[RFA] 12843

André Pönitz andre.poenitz@nokia.com
Mon Aug 29 07:19:00 GMT 2011


On Friday 26 August 2011 21:07:34 ext Tom Tromey wrote:
> Keith> I can play with that a little further. I'll also take the time to add
> Keith> a bunch of tests to highlight some of the problems. There is an open
> Keith> PR about this, to. In general the use of ':' or "::" in filenames is
> Keith> really bad for linespecs.
> 
> My view is that, aside from the drive-letter case, we should require
> funny file names to be quoted.  That is:
> 
> Valid:    break 'file with spaces.c':73
> Invalid:  break file with spaces.c:73
> 
> Valid:    break 'file:with:colons.c':73
> Invalid:  break file:with:colons.c:73
> 
> Valid either way:
>           break c:/file.c:73
>           break 'c:/file.c':73
> 
> I am not sure how to handle file names with quotes; IIUC typical
> escaping syntax won't work because it is already used in DOS-style file
> names.  This matters since I think MI clients already have to play funny
> games here :-(

Indeed. Something like

 25-break-insert -f "\"some thing.cpp\":794"

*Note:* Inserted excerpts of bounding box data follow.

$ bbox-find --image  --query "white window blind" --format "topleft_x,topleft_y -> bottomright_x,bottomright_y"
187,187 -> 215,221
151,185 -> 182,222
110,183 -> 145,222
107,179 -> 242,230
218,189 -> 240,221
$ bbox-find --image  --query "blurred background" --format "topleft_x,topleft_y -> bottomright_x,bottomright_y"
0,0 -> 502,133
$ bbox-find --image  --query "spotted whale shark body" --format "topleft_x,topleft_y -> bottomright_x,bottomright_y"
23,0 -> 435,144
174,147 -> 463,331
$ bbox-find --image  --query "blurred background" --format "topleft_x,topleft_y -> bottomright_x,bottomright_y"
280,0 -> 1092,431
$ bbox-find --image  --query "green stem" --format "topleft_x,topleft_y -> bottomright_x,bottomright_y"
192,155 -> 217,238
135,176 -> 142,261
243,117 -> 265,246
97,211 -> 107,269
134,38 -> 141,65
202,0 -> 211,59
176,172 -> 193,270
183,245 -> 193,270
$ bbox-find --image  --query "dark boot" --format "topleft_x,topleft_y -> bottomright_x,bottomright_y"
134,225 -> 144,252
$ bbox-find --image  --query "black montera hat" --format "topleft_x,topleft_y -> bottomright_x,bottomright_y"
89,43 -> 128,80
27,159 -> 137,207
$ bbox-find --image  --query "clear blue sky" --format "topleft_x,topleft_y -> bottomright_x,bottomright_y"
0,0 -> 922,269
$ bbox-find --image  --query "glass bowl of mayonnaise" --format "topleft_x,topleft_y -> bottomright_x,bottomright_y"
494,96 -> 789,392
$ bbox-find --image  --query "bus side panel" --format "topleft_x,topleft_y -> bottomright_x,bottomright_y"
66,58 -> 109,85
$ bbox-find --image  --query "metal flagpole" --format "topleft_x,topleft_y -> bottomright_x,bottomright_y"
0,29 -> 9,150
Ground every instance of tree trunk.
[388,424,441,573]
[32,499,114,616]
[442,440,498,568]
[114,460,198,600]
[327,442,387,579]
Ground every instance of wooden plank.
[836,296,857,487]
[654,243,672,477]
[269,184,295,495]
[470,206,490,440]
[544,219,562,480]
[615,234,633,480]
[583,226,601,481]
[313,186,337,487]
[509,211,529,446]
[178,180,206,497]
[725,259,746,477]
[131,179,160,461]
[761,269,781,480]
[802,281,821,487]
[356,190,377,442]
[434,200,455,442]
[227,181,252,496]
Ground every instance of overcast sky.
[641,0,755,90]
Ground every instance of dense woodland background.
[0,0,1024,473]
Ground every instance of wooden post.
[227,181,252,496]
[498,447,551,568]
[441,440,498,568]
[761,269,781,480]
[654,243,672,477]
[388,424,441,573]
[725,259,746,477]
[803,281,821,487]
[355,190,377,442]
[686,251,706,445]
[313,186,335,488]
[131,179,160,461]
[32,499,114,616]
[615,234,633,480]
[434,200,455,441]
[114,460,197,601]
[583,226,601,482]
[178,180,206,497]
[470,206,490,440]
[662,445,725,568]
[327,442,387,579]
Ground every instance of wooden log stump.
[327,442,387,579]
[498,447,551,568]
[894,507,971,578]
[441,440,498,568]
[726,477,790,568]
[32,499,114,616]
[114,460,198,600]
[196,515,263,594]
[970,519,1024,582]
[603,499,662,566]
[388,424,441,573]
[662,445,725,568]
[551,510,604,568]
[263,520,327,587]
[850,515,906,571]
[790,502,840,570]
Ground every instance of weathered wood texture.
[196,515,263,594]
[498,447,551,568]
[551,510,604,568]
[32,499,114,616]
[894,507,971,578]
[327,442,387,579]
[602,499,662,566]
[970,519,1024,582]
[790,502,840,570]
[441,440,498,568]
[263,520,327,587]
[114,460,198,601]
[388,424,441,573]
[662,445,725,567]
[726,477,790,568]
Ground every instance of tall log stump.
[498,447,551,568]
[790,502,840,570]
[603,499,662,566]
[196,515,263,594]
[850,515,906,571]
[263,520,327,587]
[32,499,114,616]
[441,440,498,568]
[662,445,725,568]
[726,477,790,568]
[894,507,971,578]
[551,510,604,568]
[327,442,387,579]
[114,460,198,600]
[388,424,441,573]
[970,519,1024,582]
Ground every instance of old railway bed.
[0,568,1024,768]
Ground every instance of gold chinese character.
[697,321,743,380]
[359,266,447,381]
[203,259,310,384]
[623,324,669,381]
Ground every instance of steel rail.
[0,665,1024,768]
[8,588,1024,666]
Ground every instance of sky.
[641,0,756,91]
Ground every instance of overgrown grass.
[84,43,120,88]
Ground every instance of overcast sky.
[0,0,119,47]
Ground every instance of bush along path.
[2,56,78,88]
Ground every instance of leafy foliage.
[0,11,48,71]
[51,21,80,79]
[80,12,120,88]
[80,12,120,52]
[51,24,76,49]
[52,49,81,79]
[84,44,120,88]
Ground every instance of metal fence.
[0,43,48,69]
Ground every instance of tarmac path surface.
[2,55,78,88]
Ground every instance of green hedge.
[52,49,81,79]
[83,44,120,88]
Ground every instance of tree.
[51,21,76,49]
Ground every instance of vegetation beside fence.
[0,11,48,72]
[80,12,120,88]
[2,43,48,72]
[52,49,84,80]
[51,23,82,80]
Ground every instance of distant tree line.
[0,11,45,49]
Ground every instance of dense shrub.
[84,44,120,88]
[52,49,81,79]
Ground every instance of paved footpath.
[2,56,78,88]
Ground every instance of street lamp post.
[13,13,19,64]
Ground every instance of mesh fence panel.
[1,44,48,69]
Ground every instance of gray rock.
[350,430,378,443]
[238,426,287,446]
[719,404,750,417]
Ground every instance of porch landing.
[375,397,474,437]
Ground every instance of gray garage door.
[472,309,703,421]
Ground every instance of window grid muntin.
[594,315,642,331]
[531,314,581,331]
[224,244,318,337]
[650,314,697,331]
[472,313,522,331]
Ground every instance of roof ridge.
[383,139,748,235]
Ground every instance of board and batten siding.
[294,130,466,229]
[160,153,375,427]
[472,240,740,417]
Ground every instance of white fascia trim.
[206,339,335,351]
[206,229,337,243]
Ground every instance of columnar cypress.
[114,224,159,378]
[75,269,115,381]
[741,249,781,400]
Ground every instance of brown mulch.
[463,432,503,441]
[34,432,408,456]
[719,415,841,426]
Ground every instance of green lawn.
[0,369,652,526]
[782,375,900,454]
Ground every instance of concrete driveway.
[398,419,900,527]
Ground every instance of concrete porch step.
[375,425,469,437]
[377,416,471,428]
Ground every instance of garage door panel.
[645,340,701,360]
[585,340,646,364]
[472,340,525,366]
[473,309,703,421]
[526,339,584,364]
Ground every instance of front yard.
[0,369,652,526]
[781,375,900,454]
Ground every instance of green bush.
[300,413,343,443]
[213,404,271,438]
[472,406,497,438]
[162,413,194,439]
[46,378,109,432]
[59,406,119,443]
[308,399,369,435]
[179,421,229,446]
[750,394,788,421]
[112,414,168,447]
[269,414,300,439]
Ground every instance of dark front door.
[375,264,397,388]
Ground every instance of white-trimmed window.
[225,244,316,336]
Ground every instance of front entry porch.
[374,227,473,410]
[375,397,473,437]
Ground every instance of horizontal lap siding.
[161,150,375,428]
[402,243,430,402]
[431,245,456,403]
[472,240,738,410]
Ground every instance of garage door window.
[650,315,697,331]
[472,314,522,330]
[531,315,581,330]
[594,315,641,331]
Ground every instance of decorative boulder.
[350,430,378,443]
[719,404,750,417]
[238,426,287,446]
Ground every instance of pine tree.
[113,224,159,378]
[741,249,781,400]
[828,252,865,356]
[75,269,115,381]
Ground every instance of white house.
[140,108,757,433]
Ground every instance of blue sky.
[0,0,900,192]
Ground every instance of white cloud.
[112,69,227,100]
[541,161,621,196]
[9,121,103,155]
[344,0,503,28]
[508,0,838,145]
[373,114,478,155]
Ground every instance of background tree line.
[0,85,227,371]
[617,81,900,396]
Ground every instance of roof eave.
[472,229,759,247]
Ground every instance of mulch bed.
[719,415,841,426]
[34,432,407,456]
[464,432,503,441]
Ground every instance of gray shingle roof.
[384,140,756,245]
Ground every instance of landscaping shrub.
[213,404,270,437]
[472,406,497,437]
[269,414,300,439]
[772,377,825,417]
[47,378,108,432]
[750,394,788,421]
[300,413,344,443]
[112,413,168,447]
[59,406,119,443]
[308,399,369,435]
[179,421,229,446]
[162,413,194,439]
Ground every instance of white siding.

tends to work. I found it non-obvious in the beginning...

> (I'd like -break-insert to avoid linespecs completely, which would be a
> big improvement IMO, ...

>From an MI client's point of view, passing all location information as 
a single argument is neither wanted nor needed.

 25-break-insert --file "some thing.cpp" --line 794

or even require everything to be quoted as in

 25-break-insert  --file "some thing.cpp" --line "794"

would be easier to handle than what's there now.

> ... but of course we still have to worry about compatibility.)

Just using new flags for the parameters should do the trick in this case.

In general, in the past, differences between different versions of gdb have
been large enough to require modifications in consumer code anyway (both
to take advantage of new features, and to handle incompatibilities in input
syntax), so requiring 100% "feature" compatibility _just for the sake of it_ is
unlikely to be helpful. At least I would prefer a syntax with simple, uniform
quoting rules over ad-hoc solutions tied to a specific OS or file system.

> [...]
> I think adopting these rules will make some of my ambiguous linespec
> changes simpler. 

I wonder whether it would be possible to just leave the current syntax
unchanged, and introduce a new, better behaved syntax and use some
global setting for toggling between them. So everybody concerned about
compatibility would not notice a change, and the others would put 

  'set breakpoint syntax 2011'  [or whatever]

in their .gdbinit and could use the new way.